The API returns with the header value x-ms-ratelimit-remaining-retailPrices-requests whether the request limit has been reached and with x-ms-ratelimit-retailPrices-retry-after how long the waiting time until the next request is. Unfortunately the API does not use this header values and throws status code 429 instead.

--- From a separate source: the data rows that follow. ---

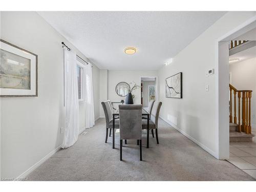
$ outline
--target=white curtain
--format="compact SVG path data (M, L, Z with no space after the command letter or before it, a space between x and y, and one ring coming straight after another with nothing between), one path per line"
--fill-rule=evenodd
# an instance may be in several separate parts
M72 146L77 140L79 133L79 105L76 55L72 51L64 51L66 127L61 147Z
M93 85L92 68L91 63L86 65L84 68L84 77L83 85L85 90L84 97L86 102L86 127L91 127L95 124L94 104L93 101Z

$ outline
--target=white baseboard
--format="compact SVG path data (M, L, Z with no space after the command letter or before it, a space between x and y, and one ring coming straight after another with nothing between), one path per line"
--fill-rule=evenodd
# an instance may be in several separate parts
M53 155L54 155L58 151L59 151L60 149L61 145L60 145L59 146L58 146L57 148L56 148L55 150L54 150L52 152L50 152L49 154L47 155L42 159L41 159L38 162L36 163L34 165L32 166L29 168L28 168L27 170L26 170L23 174L22 174L20 175L19 175L18 177L18 178L26 177L28 175L29 175L29 174L32 173L34 170L35 170L36 168L37 168L40 165L41 165L47 160L49 159L51 156L52 156Z
M167 119L165 119L165 118L163 118L162 117L160 117L159 116L159 117L161 118L163 121L166 122L167 123L169 124L170 126L173 127L174 129L175 129L177 131L178 131L179 132L181 133L182 135L183 135L184 136L187 137L188 139L189 140L191 140L193 141L195 143L197 144L198 146L199 146L200 147L202 148L204 150L209 153L210 155L211 155L212 156L215 157L216 159L218 159L218 156L216 155L216 154L215 152L212 151L212 150L210 150L209 148L208 148L207 146L205 146L204 144L202 144L200 143L199 141L198 141L196 139L194 138L193 137L191 137L190 135L187 134L186 133L184 132L183 131L181 130L179 128L178 128L175 125L173 124L172 123L168 121Z

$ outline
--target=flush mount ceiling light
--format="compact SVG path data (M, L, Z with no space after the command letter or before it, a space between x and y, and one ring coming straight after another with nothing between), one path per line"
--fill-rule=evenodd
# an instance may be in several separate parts
M238 62L240 60L239 58L234 58L233 59L229 59L229 63Z
M134 47L127 47L124 49L124 53L131 55L136 52L136 49Z

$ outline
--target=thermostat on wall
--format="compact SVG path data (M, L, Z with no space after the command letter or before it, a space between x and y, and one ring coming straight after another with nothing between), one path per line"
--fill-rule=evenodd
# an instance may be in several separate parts
M208 74L209 75L212 75L214 74L214 69L211 69L209 70L208 71Z

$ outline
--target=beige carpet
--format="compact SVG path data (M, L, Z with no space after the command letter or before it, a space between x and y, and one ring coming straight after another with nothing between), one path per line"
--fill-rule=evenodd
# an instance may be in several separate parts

The workflow is not based on the latest API. This means that the workflow does not take new features, such as Saving Plans. However, since it is mainly about the relationship between costs over time, this can be ignored.

Implementation

The repository contains the download script as a GitHub workflow. It starts automatically every 5th day of the month at 6am (line 5). The first data is downloaded in lines 32 to 38. If throttling kicks in, the loop starts again after 61 seconds (lines 39 to 43). The date of the retrieval is added in lines 44 to 47. The data is merged in lines 48 to 59 and saved to a file when $linestosplitfiles is exceeded. The URL for subsequent records is set in line 61 and the next loop run is carried out if the URL exists. In lines 62 to 66, the original throttling mechanism is implemented, which reads the appropriate header values. At the end, the last file is exported and the files are commit.

name: download-pricelist

on:
  schedule:
  - cron: "0 6 5 * *"
  workflow_dispatch:

permissions:
  contents: write

jobs:
  download-and-checkin-azure-prices:
    runs-on: windows-latest

    steps:
      - uses: actions/checkout@v4

      - name: 'Get Azure Prices and commit'
        shell: pwsh
        run: |
          git config --global user.name 'Workflow'
          git config --global user.email 'tzuehlke@users.noreply.github.com'
          Write-Output "Downloading MCA Prices..."
          $countalllines = 0
          $countfilelines = 0
          $countfiles = 0
          $linestosplitfiles = 125000
          $url = "https://prices.azure.com/api/retail/prices?api-version=2021-10-01-preview&currencyCode='EUR'"
          $prices = @()
          $start = Get-Date
          do{
              $resp = Invoke-RestMethod `
                  -Method Get `
                  -ContentType "application/json; charset=utf-8" `
                  -ResponseHeadersVariable respHeaders `
                  -SkipHttpErrorCheck `
                  -StatusCodeVariable "respStatusCode" `
                  -Uri $url
              if($respStatusCode -eq "429"){
                Write-Output "waiting for 61 seconds because of 429 response"
                Start-Sleep -Seconds (61)
                continue
              }
              $currentDate = Get-Date
              $resp.Items | % {
                  Add-Member -InputObject $_ -NotePropertyName "retrievalDate" -NotePropertyValue $currentDate
              }
              $prices += $resp.Items
              $countalllines += $resp.Count
              $countfilelines += $resp.Count
              if($countfilelines -ge $linestosplitfiles){
                  Write-Output "start export of $($prices.Count)"
                  $filename = "mca-$($start.ToString("yyyy-MM-dd_HH-mm-ss"))_p$('{0:d2}' -f $countfiles)"
                  #$prices | ConvertTo-Json | Out-File "$filename.json"
                  $prices | Export-Csv -Path "$filename.csv" -Delimiter ';' -NoTypeInformation -Encoding UTF8
                  $countfilelines = 0
                  $countfiles++
                  $prices = @()
              }
              Write-Output "retrieved $countalllines, open calls tills timeout $($respHeaders."x-ms-ratelimit-remaining-retailPrices-requests")"
              $url = $resp.NextPageLink
              if($respHeaders."x-ms-ratelimit-remaining-retailPrices-requests" -eq 0){
                  $wait = [int]($respHeaders."x-ms-ratelimit-retailPrices-retry-after"[0])
                  Write-Output "waiting $wait seconds"
                  Start-Sleep -Seconds ($wait)
              }
          }while($url)
          Write-Output "start export of $($prices.Count)"
          $filename = "mca-$($start.ToString("yyyy-MM-dd_HH-mm-ss"))_p$('{0:d2}' -f $countfiles)"
          $prices | Export-Csv -Path "$filename.csv" -Delimiter ';' -NoTypeInformation -Encoding UTF8
          $end = Get-Date
          Write-Output "started $start"
          Write-Output "end $end"
          git status -s
          git add -A
          git commit -m "Added price lists by workflow"
          git push